* Fei Ding <fding...@gmail.com> [160918 02:58]:
> Thanks, Marvin, I've learned a lot from your reply. And, I've written more
> code, like:
> a, b, c := 1, 2, 3
> > slice1 := []int{a, b, c}
> > for _, n := range slice1 {
> > go func(n *int) {fmt.Println(*n)}(&n)
> > }
>  It seems that pass *n's address *in the code above will make a data race,
> which you have already explained why. But still, I have another question:
> If the coder do really want the addresses of elements in slice, how to do
> it correctly?

* Marvin Stenger <marvin.stenge...@gmail.com> [160918 07:12]:
> https://play.golang.org/p/9LQMDrDIOv should work.

Marvin Stenger gives two good solutions in the above link.  I will
explain what each does and why you might use one over the other.

    for i, _ := range values {
        go values[i].print()

In this case, the expression values[i].print is evaluated to determine
the function to be scheduled, so the function that is scheduled is the
print method with an implied first argument of &values[i].  This
expression is evaluated prior to scheduling, so neither the variable
values nor the variable i are referenced in the goroutine.  However, the
value of &values[i] is a pointer into the backing array for the slice,
which will be important in choosing which solution to use.

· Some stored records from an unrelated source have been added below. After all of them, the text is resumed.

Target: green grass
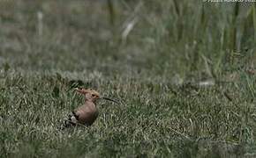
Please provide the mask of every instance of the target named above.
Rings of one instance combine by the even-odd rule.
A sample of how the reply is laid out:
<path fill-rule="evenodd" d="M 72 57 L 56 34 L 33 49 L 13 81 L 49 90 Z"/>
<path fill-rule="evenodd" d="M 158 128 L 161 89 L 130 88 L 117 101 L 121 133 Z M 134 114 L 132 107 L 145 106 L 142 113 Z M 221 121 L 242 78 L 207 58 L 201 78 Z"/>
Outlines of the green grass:
<path fill-rule="evenodd" d="M 255 17 L 235 3 L 1 1 L 1 157 L 255 156 Z M 123 104 L 59 130 L 77 86 Z"/>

    for _, v := range values {
        w := v
        go w.print()

In the second case, although the same v is reused for all iterations of
the loop, a new w is created each time through the loop.  The assignment
to v at the beginning of the loop makes a copy of the slice element and
puts it in v.  Then it is copied a second time and stored in w.  (The
compiler may be able to optimize the generated code to avoid making two
copies.)  Now the function call that is scheduled is a call to the print
method with an implied first argument of &w.  Because each iteration of
the loop uses a new variable w, each goroutine has its own copy of the
slice element associated with the iteration of the loop in which the
goroutine was created.

The primary consideration in choosing between these two solutions is
whether or not the goroutine can safely access the slice element in the
backing array.  If it can, use the first solution.  If it cannot, either
because the backing array might be modified or because the element
itself is not safe to reference concurrently, then use the second
solution.  I would probably modify the second solution like this:

    for i, _ := range values {
        var w = values[i]
        go w.print()

This doesn't rely on the compiler's ability to optimize copying the
element twice into copying it only once, and it is just as clear to the
next programmer who reads your code.